An Alix Partners’ survey showed 41% of shoppers said they plan to spend less on holiday gifts this year, up from 31% last year.
One strong shopping day does not indicate a strong shopping season – in fact it may indicate the opposite. A strong Black Friday may be indicating that the consumer is tapped out and that they will only buy when deep discounts are present.
Well, how about that IMF news?
Over the weekend, rumors started to float around that the IMF would be bailing Europe out. However, an IMF bailout is very unlikely as the US is one of the key players in the IMF. Using US tax payer dollars to bailout Europe, when the economy is still bad at home, is political suicide.
More from Art Cashin, Director of Floor Operations at UBS:
We have been saying for weeks that we, along with Secretary Geithner, are concerned that European leaders have no mechanism in place to handle any sudden acceleration of the crisis. Basically, there is no financial fire department and no sign of one being hired.

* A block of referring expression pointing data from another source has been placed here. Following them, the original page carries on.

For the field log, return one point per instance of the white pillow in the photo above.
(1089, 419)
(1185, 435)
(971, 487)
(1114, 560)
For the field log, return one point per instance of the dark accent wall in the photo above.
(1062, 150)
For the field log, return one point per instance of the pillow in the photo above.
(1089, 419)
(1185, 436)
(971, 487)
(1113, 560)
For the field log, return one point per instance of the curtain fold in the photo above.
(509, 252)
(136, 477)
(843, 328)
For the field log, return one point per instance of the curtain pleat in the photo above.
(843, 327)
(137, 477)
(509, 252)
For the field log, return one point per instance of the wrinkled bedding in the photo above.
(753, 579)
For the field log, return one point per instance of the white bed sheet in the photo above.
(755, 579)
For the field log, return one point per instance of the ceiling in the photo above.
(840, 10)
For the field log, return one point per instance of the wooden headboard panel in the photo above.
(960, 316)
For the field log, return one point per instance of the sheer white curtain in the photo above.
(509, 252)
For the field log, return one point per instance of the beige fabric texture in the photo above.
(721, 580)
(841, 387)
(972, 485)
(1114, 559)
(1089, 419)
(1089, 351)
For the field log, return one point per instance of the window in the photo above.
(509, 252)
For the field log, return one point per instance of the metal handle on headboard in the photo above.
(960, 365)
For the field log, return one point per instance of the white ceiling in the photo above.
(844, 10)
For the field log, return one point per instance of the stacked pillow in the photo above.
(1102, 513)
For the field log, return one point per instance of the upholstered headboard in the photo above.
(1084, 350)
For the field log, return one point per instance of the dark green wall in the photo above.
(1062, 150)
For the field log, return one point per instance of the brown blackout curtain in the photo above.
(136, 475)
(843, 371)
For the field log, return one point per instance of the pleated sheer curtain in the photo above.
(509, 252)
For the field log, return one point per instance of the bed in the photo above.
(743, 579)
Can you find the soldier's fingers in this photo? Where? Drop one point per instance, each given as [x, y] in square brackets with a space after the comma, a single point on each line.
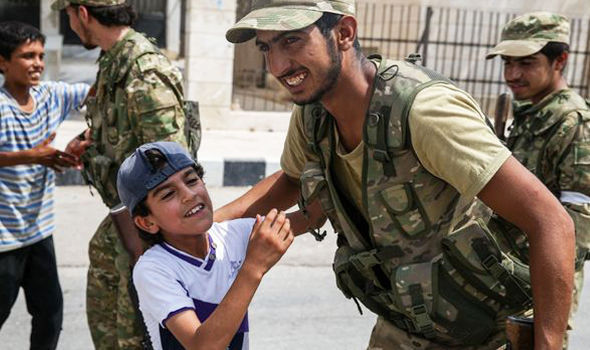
[49, 139]
[279, 221]
[285, 229]
[256, 225]
[269, 219]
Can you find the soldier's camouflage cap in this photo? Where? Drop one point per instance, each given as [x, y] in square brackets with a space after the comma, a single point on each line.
[285, 15]
[528, 34]
[62, 4]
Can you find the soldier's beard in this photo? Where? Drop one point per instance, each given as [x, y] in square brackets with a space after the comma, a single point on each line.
[331, 75]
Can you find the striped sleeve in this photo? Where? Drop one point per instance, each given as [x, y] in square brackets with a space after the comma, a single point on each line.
[69, 96]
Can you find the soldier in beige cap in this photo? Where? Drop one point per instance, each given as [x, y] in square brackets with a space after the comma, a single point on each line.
[551, 130]
[387, 149]
[137, 98]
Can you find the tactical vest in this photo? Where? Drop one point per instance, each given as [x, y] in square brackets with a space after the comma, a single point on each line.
[422, 261]
[108, 118]
[537, 141]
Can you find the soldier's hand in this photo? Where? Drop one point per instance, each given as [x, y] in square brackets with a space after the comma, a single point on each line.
[78, 145]
[48, 156]
[269, 240]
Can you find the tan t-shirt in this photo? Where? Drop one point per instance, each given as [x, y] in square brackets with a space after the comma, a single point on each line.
[449, 135]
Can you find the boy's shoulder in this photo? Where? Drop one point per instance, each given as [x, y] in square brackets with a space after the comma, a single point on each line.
[235, 226]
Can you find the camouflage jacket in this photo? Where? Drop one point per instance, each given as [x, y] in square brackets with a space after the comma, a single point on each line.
[137, 99]
[552, 140]
[423, 261]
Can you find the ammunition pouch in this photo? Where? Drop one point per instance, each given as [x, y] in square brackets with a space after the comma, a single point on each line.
[97, 168]
[314, 186]
[455, 298]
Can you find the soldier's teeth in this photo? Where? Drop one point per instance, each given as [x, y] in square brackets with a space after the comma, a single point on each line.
[295, 80]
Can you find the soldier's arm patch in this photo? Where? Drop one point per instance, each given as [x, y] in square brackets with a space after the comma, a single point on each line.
[582, 153]
[154, 110]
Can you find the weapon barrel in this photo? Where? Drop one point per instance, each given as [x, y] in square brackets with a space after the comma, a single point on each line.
[501, 114]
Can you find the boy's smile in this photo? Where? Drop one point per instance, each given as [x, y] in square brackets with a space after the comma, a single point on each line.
[180, 208]
[25, 67]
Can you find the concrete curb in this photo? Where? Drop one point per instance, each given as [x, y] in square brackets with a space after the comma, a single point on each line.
[218, 173]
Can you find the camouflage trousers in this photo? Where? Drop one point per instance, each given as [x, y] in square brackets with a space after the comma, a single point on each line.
[386, 336]
[112, 318]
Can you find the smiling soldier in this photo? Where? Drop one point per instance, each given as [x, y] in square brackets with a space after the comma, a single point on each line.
[390, 150]
[550, 134]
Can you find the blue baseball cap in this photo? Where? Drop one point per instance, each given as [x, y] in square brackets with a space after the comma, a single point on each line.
[137, 176]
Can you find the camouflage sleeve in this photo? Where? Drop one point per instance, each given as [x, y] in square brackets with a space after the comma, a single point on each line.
[295, 150]
[573, 169]
[153, 108]
[570, 155]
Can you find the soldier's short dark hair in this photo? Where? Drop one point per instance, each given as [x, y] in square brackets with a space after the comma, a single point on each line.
[142, 209]
[112, 16]
[327, 22]
[13, 34]
[553, 49]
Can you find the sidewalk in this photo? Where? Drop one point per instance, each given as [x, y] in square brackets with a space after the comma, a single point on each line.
[230, 157]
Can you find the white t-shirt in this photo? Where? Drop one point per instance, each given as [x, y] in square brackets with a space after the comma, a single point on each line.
[169, 281]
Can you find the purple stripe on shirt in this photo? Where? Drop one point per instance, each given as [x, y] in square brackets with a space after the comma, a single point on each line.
[175, 312]
[186, 258]
[205, 309]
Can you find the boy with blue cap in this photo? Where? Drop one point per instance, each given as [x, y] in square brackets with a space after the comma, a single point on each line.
[196, 282]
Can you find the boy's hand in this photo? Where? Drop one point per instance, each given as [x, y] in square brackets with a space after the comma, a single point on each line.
[46, 155]
[269, 240]
[77, 146]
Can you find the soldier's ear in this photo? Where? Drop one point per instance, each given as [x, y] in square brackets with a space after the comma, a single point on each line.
[560, 61]
[346, 32]
[147, 224]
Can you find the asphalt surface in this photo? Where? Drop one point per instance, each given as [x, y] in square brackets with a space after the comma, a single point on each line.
[297, 306]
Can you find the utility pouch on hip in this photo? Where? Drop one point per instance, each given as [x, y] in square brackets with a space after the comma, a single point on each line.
[422, 298]
[473, 257]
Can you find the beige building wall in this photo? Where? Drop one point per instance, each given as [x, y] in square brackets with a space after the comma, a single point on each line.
[567, 7]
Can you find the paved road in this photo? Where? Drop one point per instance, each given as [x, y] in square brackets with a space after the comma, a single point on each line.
[297, 305]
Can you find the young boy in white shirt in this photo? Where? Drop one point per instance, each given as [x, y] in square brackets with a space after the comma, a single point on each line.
[195, 283]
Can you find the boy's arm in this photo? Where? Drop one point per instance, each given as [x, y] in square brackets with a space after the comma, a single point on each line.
[269, 240]
[42, 154]
[275, 191]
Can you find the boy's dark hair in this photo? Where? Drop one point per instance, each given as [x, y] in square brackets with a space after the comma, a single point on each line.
[142, 209]
[327, 22]
[112, 16]
[13, 34]
[553, 49]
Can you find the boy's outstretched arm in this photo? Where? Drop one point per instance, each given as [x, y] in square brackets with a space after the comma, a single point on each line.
[42, 154]
[269, 240]
[275, 191]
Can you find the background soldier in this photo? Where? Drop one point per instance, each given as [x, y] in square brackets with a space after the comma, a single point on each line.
[391, 151]
[137, 98]
[550, 134]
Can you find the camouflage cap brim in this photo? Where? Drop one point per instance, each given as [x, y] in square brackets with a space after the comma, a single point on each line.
[517, 48]
[58, 5]
[274, 18]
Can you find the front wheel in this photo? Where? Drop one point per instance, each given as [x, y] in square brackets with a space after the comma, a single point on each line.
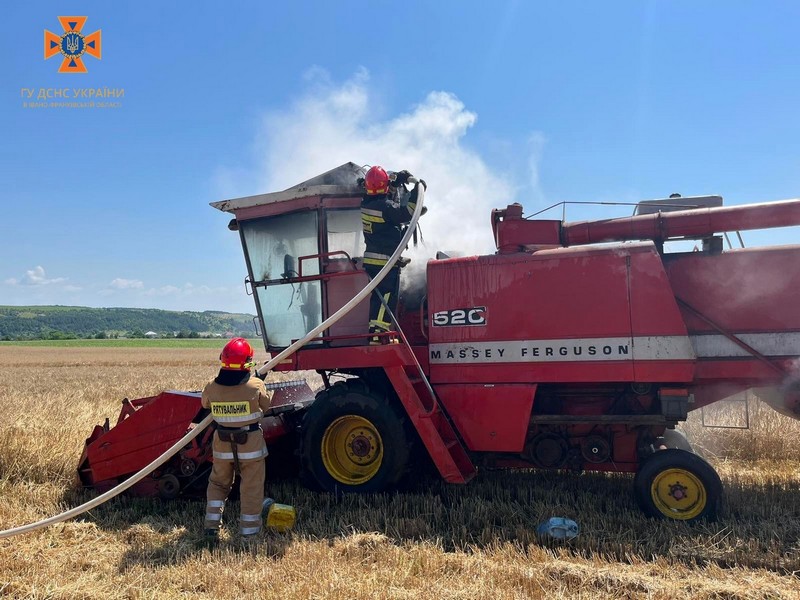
[353, 440]
[676, 484]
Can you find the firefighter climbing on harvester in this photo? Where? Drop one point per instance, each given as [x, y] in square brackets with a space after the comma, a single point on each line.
[237, 402]
[383, 220]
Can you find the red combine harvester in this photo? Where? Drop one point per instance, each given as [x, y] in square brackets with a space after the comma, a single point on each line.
[575, 346]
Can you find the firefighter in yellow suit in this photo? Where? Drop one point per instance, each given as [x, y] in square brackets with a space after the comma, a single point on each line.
[237, 402]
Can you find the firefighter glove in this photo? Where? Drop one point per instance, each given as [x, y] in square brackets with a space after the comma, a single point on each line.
[401, 177]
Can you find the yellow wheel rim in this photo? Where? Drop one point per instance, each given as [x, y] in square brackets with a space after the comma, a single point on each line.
[678, 494]
[352, 450]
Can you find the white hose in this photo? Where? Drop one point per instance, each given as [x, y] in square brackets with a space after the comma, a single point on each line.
[177, 446]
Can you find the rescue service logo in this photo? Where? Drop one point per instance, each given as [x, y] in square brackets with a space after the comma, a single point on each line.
[72, 45]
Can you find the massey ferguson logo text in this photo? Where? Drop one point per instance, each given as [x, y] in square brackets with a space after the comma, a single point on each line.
[460, 316]
[72, 44]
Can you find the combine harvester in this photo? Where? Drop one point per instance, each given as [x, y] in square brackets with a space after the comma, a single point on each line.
[575, 346]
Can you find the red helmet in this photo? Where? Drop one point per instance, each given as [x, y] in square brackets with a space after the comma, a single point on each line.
[237, 355]
[376, 181]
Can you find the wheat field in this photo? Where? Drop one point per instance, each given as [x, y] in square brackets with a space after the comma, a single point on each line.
[431, 540]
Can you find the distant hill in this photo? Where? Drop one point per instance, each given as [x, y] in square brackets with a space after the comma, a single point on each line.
[34, 322]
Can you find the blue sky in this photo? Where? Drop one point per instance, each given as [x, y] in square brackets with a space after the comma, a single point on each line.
[490, 102]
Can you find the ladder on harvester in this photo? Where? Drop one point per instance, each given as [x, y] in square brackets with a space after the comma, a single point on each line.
[427, 414]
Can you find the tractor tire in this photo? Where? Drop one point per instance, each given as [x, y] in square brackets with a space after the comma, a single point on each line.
[353, 440]
[676, 484]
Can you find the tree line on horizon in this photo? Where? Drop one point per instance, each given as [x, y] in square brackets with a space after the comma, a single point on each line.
[63, 322]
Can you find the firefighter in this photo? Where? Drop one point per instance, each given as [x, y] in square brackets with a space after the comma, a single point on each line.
[383, 221]
[237, 402]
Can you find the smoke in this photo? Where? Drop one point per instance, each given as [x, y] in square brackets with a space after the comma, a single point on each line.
[333, 124]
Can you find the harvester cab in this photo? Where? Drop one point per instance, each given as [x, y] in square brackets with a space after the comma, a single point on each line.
[574, 346]
[301, 246]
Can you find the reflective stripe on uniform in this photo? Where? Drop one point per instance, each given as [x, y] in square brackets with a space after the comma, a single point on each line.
[382, 311]
[240, 419]
[250, 518]
[373, 216]
[374, 258]
[249, 530]
[242, 455]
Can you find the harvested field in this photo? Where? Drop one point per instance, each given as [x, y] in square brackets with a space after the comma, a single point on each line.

Moody’s and others are indicating that time is running out and it may be a matter of days. ICAP, the currency trading facilitator, said it is testing its systems for a return to the drachma or even the Deutsche mark. Italian PM Monti admitted that the breakup of the Eurozone has been broached at meetings with top leaders.
This morning European stocks and U.S. futures are spiking sharply. The pundits are trying to pin the spike on everything from Black Friday sales to an IMF bailout of Italy. We think the spike is the reaction of a very oversold market to the resurfacing of the Sarkozy based rumor of a treaty deal for fiscal linkage. But, even if it’s true, can it be implemented quickly enough for a situation thought to be days away from crisis or climax?
The IMF bailout, already denied, was always unlikely since the U.S. is a key player in the IMF. Using U.S. funds for a European crisis is unthinkable in the current political environment. As to Black Friday, look what was said about last year’s Black Friday last November. Also, how could it help Europe so much?
Lastly, European bond markets are more placid and skeptical than their equity cousins. That supports the oversold causation thesis.
The Technical Picture
The market is simply oversold and is at a point where short term traders who are short the market (traders borrow, then sell shares of stock at a higher price – once their price target is reached, traders buy back the stock at the lower value) begin take their profits off the table.
Last week, I spoke about the possibility of a bounce at 50% retracement line: 50% Retracement. (Traders must not have read my article and instead let the market drop right through that level.) The next level to watch is the 61.8% level, which is where we are at now:
If the market cannot hold this level, the next stop will be the lows from September. A breakdown of the current level would also further support my thesis of a rare megaphone pattern in the market: Rare Megaphone Pattern Emerging.
I would watch the 50 day moving average as a target for the short term bounce. Longer term, if the market can trade above the 200 day moving average then we would have a false megaphone pattern and the markets will see a Christmas rally.